The Reserve Bank of India's (RBI) ban on banks dealing with cryptocurrency is creating casualties. Yesterday, Zebpay, a large and recognized cryptocurrency exchange in India, announced it was shuttering its exchange business as of today at 4:00 pm:
"We will cancel all unexecuted crypto-to-crypto orders and credit your coins/tokens back to your Zebpay wallet. No new orders will be accepted until further notice."
According to the announcement, users can still make cryptocurrency deposits and withdrawals, and their wallets will still work, for now at least.
RBI, the country's central bank, declared in early April that RBI-regulated entities could no longer do business with individuals or companies dealing with virtual currencies, which obviously includes cryptocurrency exchanges. Those with existing relationships had three months to sever ties. Though exchanges challenged the edict in court, the Supreme Court has not overturned the ban. It went into full effect on July 5, making exchanges like Zebpay ineligible for bank accounts or loans.
In its statement, Zebpay acknowledged the effect of the ban on its operations: "The curb on bank accounts has crippled our, and our customer's [sic], ability to transact business meaningfully."

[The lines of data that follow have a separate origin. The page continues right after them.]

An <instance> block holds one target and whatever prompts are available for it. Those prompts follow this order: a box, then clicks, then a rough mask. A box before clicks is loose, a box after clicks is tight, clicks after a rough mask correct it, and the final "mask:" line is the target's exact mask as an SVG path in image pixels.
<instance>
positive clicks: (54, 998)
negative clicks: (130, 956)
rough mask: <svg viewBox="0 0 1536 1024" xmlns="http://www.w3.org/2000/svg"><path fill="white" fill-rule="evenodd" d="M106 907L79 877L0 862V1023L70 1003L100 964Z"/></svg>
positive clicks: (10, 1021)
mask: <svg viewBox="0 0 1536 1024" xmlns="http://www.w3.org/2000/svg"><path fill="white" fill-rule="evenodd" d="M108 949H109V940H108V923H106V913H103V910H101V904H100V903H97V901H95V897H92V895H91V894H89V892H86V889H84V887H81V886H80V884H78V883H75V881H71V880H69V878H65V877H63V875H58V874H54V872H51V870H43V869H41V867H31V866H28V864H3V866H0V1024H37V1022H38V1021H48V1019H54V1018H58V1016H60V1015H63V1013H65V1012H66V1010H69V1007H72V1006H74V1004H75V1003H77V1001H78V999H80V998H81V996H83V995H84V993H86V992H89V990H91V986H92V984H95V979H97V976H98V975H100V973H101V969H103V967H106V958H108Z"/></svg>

Zebpay had already modified its business in an attempt to outlast the ban, moving to crypto-to-crypto trading on April 23 and adding additional currencies and trading pairs over subsequent months. That's a strategy other Indian exchanges, among them WazirX and Unocoin, have also adopted.
It remains to be seen whether these other exchanges will be able to pick up enough of Zebpay's customers to survive, or if it's just a matter of time before they too close.